Unfortunately, no one bothers to speak up about the side effects of sugar substitutes – they may help you stay off sugar and so save a few calories in your daily diet, but they’re a threat to your physical and mental health:
- Aspartame, which is a major ingredient of most artificial sweeteners, is a synthetic compound that has been around for quite some time now. Although the FDA claims that aspartame is safe except for those who suffer from phenylketonuria (a rare, genetic disease that causes mental retardation), there have been cases where people who have used sugar substitutes for a long period of time have been affected by mental and neurological illnesses. The problem with aspartame is that there is a safe daily limit, but people don’t realize that and use sugar substitutes not just for their coffee, but also to bake cakes and other goodies. By increasing their consumption of aspartame beyond the recommended daily limit, they’re increasing their health risks as well.
- Splenda, the new wonder sugar substitute that’s been touted as “natural” by the FDA was actually discovered when researchers were trying to find a pesticide from sucralose. This chemical substance mimics the characteristics of sugar but is not absorbed as food by the body, and this seems to makes it the perfect sugar substitute. The truth is, no one knows yet if Splenda is safe or not. But considering that artificial sweeteners have always been considered risky, it’s best not to jeopardize your health by becoming a human experimental guinea pig.

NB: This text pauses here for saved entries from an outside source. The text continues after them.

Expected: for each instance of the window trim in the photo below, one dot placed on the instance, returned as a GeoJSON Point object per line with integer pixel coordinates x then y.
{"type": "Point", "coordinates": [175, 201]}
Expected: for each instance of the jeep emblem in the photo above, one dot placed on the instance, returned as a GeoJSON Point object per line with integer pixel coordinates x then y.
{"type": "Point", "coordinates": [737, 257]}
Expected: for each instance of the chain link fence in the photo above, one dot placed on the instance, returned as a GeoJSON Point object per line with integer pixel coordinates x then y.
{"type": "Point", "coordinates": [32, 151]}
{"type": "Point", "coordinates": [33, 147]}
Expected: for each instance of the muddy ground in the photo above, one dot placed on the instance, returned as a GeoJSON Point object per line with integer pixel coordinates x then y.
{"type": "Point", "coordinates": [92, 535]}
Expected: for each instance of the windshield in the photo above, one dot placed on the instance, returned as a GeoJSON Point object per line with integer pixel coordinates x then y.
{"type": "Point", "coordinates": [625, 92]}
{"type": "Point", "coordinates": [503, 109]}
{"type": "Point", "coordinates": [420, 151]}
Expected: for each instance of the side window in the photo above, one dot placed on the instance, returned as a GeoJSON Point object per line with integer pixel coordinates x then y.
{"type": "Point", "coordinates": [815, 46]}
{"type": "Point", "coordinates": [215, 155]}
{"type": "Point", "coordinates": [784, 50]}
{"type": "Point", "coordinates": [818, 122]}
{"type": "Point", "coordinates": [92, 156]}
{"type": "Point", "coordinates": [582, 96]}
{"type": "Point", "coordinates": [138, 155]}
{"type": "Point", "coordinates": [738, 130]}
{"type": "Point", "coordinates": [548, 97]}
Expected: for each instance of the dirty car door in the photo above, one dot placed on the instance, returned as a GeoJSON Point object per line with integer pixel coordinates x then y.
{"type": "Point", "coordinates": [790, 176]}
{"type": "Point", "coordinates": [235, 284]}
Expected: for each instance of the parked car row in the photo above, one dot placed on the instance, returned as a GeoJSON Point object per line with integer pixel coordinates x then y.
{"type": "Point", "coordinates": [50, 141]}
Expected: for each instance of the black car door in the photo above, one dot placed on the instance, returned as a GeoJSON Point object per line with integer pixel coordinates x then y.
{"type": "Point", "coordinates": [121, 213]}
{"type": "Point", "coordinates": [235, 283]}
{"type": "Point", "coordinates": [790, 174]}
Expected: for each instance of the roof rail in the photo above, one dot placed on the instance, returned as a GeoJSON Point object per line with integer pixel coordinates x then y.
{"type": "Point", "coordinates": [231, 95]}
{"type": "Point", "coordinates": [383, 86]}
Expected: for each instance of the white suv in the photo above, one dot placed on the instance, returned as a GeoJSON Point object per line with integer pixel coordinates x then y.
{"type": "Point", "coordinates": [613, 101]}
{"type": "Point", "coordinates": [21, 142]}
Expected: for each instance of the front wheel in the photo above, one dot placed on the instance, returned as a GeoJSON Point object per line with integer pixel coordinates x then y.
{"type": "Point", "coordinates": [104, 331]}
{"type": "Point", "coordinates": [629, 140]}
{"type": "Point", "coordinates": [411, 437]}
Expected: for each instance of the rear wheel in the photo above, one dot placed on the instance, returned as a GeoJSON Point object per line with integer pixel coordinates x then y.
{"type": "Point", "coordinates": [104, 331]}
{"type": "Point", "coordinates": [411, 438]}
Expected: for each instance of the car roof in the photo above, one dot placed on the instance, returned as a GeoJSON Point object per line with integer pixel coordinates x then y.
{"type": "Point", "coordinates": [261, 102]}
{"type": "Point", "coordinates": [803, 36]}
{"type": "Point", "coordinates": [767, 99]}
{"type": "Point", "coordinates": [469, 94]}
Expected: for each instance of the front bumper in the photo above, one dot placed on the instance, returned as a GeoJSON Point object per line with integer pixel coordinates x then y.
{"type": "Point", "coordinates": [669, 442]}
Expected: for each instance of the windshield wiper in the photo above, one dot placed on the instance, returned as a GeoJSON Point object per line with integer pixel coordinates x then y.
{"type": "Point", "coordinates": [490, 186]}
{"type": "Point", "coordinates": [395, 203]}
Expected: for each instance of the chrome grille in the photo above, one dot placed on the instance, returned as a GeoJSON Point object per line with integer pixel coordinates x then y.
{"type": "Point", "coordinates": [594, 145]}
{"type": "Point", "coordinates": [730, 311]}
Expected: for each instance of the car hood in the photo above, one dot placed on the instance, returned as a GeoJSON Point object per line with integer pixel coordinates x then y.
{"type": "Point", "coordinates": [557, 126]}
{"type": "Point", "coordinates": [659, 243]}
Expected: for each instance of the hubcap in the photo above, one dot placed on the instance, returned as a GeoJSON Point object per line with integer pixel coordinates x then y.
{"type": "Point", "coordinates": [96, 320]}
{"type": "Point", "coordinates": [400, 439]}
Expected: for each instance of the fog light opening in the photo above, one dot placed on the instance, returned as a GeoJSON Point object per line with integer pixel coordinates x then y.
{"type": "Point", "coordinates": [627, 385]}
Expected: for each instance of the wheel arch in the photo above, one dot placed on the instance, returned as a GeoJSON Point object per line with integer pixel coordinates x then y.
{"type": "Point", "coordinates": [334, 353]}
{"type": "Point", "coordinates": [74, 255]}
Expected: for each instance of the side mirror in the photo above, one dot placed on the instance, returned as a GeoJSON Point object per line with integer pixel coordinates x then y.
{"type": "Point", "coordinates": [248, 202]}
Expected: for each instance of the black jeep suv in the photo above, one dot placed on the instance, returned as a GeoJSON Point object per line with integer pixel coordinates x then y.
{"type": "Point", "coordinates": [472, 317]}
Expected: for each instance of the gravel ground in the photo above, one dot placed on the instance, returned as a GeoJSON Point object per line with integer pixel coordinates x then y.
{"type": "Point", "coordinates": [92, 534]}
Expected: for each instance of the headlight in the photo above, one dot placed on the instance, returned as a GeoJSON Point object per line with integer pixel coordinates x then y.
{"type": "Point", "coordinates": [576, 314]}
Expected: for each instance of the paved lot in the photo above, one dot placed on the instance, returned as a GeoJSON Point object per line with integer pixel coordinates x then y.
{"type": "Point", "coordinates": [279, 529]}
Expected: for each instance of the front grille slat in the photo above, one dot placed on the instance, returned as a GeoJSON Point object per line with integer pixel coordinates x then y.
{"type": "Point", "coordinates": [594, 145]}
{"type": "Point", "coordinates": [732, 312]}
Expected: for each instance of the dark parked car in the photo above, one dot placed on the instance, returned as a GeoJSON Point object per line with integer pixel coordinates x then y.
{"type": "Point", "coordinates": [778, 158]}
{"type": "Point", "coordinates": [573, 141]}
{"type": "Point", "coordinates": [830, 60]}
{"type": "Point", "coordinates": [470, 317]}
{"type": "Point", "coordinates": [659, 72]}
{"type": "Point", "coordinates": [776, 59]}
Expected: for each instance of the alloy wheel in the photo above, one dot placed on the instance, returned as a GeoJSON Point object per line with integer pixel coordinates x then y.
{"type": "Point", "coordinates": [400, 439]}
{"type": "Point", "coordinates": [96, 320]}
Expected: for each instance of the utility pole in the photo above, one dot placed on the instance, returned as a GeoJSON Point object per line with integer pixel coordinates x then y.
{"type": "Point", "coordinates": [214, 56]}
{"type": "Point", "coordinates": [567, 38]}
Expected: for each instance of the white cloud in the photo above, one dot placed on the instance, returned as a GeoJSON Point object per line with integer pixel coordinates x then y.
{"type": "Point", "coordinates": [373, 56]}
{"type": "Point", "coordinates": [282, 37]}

Weight loss is not just about cutting out the sugar from your diet; it’s about exercise, eating food that is rich in nutrients, and adopting a more active lifestyle. So it’s better to go easy on the sugar rather than use sugar substitutes – drink just one cup of coffee a day instead of two or more, drink your coffee without sugar or reduce the amount of sugar you use, and try natural and healthier substitutes like honey or stevia (a herb that is naturally sweet).
While there are no conclusive results to prove that artificial sweeteners are bad for your physical and mental health if used in limited doses, it’s best to avoid them because they’re not really good for your health.